Isso é um domínio bem sensível. Se considerarmos que a educação é apenas do domínio cognitivo estamos profundamente errados. Eles abandonam vão embora ou criam problemas, a chamada indisciplina, mas se percebermos que a educação é também afecto, emoção, ética, estética e espiritualidade, teremos de considerar o ser humano como um sujeito multidimencional e juntar a aprendizagem do domínio cognitivo com tudo o resto. Falando de inclusão social, um terço dos alunos tem falta de afecto na infância: se uma criança com fome não aprende, uma criança com fome de amor também não aprende.

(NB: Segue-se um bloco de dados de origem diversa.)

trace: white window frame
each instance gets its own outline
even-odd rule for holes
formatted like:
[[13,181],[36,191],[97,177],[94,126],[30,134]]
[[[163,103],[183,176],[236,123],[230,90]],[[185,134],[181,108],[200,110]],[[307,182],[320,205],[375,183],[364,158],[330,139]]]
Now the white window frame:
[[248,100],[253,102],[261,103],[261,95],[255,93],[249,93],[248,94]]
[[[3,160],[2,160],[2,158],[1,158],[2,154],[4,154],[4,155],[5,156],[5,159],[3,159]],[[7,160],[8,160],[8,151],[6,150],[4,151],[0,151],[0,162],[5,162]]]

De que forma podem trabalhar o aspecto emocional?
Têm de criar relação. Antigamente pensava-se que o centro era o professor, depois a Escola da Ponte mostrou que o centro era o aluno. Nem uma coisa nem outra. O centro é a relação, é o vínculo que se estabelece entre seres humanos. Se tiveste um professor de quem não gostaste, não tiveste vínculo, não aprendeste nada. É preciso estar numa comunidade, aprendendo os saberes dessa comunidade, as suas tecnologias sociais e as tradições. Tudo isso não pode ser um gueto dentro da comunidade. Se isso acontecer, Portugal vai ser pioneiro na nova educação, que é uma nova construção social, porque escolas não são prédios. As escolas são pessoas. E pessoas são os valores da sua visão de mundo. Hoje temos muitas pessoas que já pensam diferente e querem o melhor para os seus filhos. Já não se contentam com o que existe. Vamos criar condições e encontrei aqui a disponibilidade, capacidade de se rever e de se autocriticar. É suficiente para voltar no próximo ano e vos ajudar em Leiria, nesta região, para que finalmente aconteça aquilo que há tanto tempo Agostinho da Silva previa que acontecesse: Portugal desembarcou em África, na Ásia e na América. Só falta Portugal desembarcar em Portugal, através da nova educação que está a nascer no sul da América.